La Piana di Gela è costellata da ben 4 dighe ma vive lo stesso il dramma di un'agricoltura in ginocchio per carenza d'acqua. Perché quelle quattro dighe hanno tutte un problema: lo scarico della diga Comunelli intasato, la spalla della diga Disueri a rischio di cedimento per citarne solo alcuni. Così la capacità degli invasi viene ridotta notevolmente. Dopo anni di attese, sollecitazioni e stagioni agricole segnate dalla scarsità d’acqua, la Regione Siciliana ha dato il via libera alla progettazione del rifacimento dell'interconnessione acquedottistica tra le dighe Disueri e Cimia, un'infrastruttura strategica per il comprensorio irriguo della Piana di Gela. L'investimento iniziale, pari a 1,17 milioni di euro, rientra nel più ampio stanziamento di 6,28 milioni previsto dalla legge regionale n. 29/2025 per accelerare la progettazione degli interventi sulle dighe siciliane.

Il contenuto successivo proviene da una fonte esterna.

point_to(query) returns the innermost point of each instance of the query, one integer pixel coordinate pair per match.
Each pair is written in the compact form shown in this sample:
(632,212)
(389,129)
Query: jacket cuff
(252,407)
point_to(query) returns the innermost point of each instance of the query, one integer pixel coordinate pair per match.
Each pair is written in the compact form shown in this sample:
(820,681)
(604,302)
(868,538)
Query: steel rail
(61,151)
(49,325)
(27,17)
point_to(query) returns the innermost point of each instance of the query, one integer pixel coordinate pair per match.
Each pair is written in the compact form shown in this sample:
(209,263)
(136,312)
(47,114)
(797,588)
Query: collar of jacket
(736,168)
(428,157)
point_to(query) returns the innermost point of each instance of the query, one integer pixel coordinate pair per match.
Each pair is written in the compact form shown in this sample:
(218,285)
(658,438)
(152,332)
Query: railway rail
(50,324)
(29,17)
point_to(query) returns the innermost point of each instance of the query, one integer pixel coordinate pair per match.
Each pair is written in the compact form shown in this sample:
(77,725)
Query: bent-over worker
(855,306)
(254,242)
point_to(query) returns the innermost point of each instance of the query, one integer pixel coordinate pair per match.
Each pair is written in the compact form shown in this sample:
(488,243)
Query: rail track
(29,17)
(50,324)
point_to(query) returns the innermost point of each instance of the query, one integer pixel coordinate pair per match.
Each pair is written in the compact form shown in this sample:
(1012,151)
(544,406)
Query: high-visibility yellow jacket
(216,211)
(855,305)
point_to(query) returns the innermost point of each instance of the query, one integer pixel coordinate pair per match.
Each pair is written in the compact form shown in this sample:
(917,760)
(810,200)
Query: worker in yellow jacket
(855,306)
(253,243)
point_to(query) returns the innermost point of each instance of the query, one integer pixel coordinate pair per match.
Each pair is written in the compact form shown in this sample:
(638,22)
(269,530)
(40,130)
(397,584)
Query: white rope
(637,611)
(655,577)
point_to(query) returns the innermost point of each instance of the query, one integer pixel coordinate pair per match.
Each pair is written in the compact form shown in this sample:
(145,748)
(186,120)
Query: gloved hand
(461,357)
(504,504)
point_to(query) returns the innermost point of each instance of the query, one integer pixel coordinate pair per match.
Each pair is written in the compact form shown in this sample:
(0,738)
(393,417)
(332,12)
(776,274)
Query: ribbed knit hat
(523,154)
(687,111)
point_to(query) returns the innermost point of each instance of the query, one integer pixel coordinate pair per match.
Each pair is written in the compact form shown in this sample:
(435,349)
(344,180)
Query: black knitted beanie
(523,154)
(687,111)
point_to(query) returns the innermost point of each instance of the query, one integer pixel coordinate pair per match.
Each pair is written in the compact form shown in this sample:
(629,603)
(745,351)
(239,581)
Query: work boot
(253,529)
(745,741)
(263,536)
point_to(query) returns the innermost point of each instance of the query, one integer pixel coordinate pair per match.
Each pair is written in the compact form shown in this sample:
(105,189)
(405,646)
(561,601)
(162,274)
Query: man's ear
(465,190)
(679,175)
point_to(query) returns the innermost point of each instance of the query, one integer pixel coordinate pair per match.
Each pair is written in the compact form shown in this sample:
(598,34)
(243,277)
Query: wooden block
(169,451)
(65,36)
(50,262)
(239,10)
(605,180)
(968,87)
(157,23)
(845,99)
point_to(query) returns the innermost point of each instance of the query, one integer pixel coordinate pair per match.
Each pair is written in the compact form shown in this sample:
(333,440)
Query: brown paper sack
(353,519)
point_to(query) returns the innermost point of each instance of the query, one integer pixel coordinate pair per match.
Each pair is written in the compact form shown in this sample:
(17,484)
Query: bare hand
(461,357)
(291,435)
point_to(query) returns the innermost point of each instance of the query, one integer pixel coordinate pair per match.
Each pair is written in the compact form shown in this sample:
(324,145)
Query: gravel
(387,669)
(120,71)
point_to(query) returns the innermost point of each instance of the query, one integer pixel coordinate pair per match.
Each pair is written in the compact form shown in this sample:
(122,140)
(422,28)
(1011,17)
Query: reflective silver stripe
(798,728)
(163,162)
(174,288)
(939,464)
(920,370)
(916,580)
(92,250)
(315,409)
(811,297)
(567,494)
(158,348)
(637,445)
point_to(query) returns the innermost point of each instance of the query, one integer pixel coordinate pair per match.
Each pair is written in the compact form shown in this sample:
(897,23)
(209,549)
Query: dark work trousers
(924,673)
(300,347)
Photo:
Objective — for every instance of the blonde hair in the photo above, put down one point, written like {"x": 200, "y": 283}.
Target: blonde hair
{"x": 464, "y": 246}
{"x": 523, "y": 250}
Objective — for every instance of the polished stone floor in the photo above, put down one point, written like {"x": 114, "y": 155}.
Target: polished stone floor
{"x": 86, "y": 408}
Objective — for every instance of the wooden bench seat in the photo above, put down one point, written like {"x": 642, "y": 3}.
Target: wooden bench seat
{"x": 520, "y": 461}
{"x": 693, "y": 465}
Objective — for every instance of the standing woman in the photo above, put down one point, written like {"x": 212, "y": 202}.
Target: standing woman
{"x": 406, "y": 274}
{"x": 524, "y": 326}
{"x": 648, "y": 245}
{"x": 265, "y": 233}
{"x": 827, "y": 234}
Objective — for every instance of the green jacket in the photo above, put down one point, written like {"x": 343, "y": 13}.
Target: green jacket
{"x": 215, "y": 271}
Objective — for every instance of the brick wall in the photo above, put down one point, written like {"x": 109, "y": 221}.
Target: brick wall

L'assessore all'Energia e ai servizi di pubblica utilità, Francesco Colianni, ha incontrato il team tecnico incaricato delle attività propedeutiche alla progettazione. Durante la riunione sono stati presentati i rilievi aerofotogrammetrici di dettaglio e il documento d'indirizzo alla progettazione, che definisce obiettivi, requisiti tecnici e limiti economici dell'opera. Al tavolo erano presenti il dirigente generale del dipartimento Acqua e rifiuti Arturo Vallone, il rup Francesco Morgia, l'ingegnere Giuseppe Grasso, oltre ai professionisti incaricati delle indagini topografiche, geologiche e della progettazione.